A vertical corundum tube furnace with the tube diameter of 100mm and the height of 1500mm is used as a reactor, and heat is preserved after a hearth is heated to 1200 ℃ under helium purging. The catalyst solution and the carbon source were placed in the storage tank 1 and the storage tank 2, respectively, and pumped into the ultrasonic atomizer, respectively, and the atomized raw material was taken into the plasma torch by using a mixed gas of 3000sccm hydrogen and 1000sccm helium as a carrier gas. The flow of the atomized catalyst solution is controlled to be 9mL/min, the flow of the atomized coal tar is controlled to be 300mL/min, mixed gas of 3000sccm hydrogen and 1000sccm helium is used as carrier gas, and the coal tar is purchased from Hubei Wei Kun energy low-temperature coal tar b 0029. A radio frequency power supply with the power of 5kW and the frequency of 13.56MHz is used for driving a plasma torch, reaction raw materials are subjected to ultrasonic full atomization and then enter the plasma torch for decomposition, single-walled carbon nanotube fibers are synthesized through vapor deposition in a vertical furnace, and reaction products are cooled by a stainless steel water cooling jacket at the lower end and then collected.
Example 3
30g of ferric chloride and 8g of thiophene are weighed, 50g of ethanol is added, and the mixture is stirred and dissolved to be used as a catalyst solution. 3kg of coal tar was weighed as a carbon source.

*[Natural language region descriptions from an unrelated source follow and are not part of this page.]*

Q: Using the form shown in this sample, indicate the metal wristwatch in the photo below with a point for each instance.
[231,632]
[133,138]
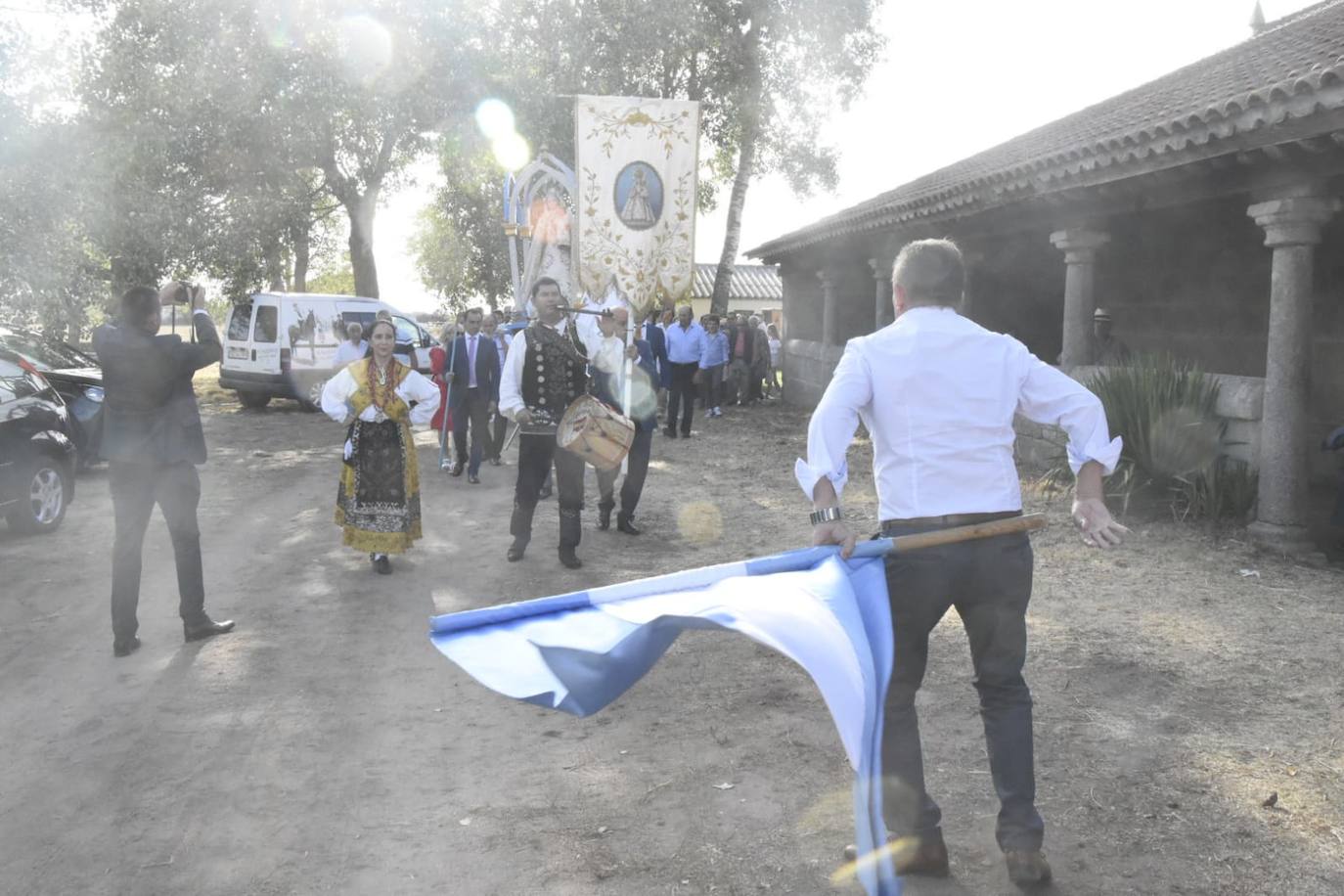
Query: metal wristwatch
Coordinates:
[824,515]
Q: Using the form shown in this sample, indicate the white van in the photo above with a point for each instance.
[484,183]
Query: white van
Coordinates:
[284,344]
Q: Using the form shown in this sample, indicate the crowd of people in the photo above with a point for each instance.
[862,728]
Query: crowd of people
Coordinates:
[489,375]
[534,374]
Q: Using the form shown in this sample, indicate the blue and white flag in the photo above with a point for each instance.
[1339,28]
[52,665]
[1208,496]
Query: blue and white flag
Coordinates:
[579,651]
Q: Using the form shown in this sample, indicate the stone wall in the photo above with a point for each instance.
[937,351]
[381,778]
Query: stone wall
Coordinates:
[807,370]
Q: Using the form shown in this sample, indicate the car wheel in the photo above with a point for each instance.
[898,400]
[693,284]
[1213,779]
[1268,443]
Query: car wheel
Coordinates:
[43,507]
[254,400]
[312,399]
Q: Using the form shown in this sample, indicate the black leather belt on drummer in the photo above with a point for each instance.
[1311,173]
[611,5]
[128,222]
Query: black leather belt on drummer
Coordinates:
[952,520]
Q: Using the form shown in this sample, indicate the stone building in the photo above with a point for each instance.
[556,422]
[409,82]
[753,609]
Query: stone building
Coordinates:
[1200,209]
[754,289]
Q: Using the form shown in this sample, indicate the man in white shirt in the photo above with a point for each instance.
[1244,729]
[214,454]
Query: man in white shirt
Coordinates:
[545,373]
[937,392]
[354,348]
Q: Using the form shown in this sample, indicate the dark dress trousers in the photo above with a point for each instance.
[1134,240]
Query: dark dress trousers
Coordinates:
[471,405]
[154,441]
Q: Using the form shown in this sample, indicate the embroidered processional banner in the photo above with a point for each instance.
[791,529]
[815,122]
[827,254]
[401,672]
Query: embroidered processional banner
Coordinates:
[636,162]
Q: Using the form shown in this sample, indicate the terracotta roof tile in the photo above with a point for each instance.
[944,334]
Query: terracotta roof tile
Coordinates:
[749,283]
[1292,68]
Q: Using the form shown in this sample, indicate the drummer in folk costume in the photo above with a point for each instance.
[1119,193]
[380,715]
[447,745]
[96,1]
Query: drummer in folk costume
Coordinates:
[378,499]
[545,373]
[609,379]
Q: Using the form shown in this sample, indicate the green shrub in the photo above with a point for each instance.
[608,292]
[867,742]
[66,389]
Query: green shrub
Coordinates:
[1175,445]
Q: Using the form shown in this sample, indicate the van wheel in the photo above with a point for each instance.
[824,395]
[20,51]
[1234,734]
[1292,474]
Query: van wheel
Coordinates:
[254,400]
[312,399]
[46,489]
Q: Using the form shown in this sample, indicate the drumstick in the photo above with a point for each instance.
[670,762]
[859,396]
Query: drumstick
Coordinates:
[955,535]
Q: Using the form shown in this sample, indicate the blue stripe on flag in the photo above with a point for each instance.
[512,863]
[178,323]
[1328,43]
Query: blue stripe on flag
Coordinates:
[579,651]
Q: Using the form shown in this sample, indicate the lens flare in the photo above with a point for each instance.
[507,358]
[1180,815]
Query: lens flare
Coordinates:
[495,118]
[511,151]
[700,522]
[366,47]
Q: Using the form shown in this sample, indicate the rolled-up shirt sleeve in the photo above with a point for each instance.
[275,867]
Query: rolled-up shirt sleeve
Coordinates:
[834,422]
[424,392]
[511,379]
[1052,396]
[336,395]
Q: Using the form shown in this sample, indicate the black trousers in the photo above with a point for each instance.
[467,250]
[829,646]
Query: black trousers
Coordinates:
[136,488]
[473,409]
[635,475]
[989,583]
[682,395]
[535,457]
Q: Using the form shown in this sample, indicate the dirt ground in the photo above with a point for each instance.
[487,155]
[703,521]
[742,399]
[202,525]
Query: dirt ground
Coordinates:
[327,747]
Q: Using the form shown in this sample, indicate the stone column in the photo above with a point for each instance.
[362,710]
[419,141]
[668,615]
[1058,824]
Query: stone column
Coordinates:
[882,310]
[1292,229]
[1080,246]
[829,309]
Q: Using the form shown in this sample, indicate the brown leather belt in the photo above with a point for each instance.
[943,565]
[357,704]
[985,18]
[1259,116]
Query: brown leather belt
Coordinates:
[946,521]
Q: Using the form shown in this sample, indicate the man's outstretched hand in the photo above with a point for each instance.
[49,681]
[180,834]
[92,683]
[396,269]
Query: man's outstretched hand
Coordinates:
[834,532]
[1095,521]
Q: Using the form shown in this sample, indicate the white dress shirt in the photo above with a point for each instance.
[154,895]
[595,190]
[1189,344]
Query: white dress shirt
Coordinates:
[471,347]
[937,392]
[417,388]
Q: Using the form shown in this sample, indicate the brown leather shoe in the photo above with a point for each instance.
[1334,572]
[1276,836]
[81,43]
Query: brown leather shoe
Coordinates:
[1027,867]
[927,860]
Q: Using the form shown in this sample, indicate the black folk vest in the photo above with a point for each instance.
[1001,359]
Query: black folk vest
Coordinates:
[554,374]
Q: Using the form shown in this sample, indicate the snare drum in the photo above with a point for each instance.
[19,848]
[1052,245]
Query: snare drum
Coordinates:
[597,432]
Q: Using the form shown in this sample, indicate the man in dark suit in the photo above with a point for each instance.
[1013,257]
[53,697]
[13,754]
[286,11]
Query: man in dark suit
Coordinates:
[473,394]
[154,441]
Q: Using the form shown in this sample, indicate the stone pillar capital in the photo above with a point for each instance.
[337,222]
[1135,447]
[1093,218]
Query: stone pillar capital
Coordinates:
[1293,220]
[1080,244]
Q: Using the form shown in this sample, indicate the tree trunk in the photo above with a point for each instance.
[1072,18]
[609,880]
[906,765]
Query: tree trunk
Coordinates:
[362,242]
[298,236]
[729,256]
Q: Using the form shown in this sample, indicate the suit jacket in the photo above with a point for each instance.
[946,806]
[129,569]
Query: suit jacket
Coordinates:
[487,371]
[148,400]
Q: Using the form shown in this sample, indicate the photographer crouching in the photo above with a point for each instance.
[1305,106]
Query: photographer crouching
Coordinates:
[154,441]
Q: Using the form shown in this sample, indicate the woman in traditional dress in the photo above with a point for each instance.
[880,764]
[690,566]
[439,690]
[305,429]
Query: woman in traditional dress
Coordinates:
[378,500]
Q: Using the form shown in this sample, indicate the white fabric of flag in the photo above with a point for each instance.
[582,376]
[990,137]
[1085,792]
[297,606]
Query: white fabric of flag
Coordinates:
[636,164]
[579,651]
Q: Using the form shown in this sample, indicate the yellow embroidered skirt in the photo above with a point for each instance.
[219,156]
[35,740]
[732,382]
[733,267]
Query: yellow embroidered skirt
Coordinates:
[378,500]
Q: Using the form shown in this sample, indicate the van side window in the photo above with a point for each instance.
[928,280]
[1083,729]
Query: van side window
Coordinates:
[266,324]
[240,324]
[406,332]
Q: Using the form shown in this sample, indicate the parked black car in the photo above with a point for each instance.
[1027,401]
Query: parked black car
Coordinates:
[38,454]
[75,375]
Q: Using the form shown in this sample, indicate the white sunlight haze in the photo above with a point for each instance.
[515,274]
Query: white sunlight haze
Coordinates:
[957,76]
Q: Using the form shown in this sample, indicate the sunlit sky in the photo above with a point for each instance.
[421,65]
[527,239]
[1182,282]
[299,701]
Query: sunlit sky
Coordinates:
[957,76]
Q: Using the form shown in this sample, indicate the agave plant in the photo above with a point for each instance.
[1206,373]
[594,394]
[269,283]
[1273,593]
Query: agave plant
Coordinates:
[1175,443]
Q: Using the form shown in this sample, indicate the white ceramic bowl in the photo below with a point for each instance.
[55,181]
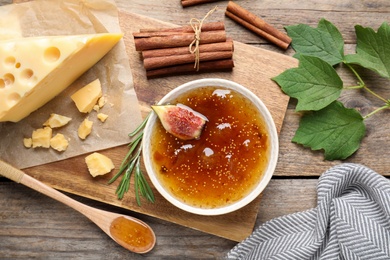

A corundum tube vertical furnace with the tube diameter of 100mm and the height of 1500mm is used as a reactor, and heat is preserved after a hearth is heated to 1200 ℃ under helium purging. The catalyst solution and the carbon source were placed in the storage tank 1 and the storage tank 2, respectively, and pumped into the ultrasonic atomizer, respectively, and the atomized raw material was taken into the plasma torch by using a mixed gas of 3000sccm hydrogen and 1000sccm helium as a carrier gas. The flow rate of the atomized catalyst solution is controlled to be 9mL/min, the flow rate of the atomized coal tar is controlled to be 300mL/min, and mixed gas of 3000sccm hydrogen and 1000sccm helium is used as carrier gas. The coal tar purchased from Hubei weikun energy low-temperature coal tar b0029 drives a plasma torch by using a radio frequency power supply with power of 5kW and frequency of 13.56MHz, reaction raw materials enter the plasma torch to be decomposed after being sufficiently atomized by ultrasonic, single-walled carbon nanotube fibers are synthesized by vapor deposition in a vertical furnace, and reaction products are collected after being cooled by a stainless steel water cooling jacket at the lower end.
Example 4
30g of ferric chloride and 8g of thiophene are weighed, 50g of ethanol is added, and the mixture is stirred and dissolved to be used as a catalyst solution. 3kg of coal tar was weighed as a carbon source.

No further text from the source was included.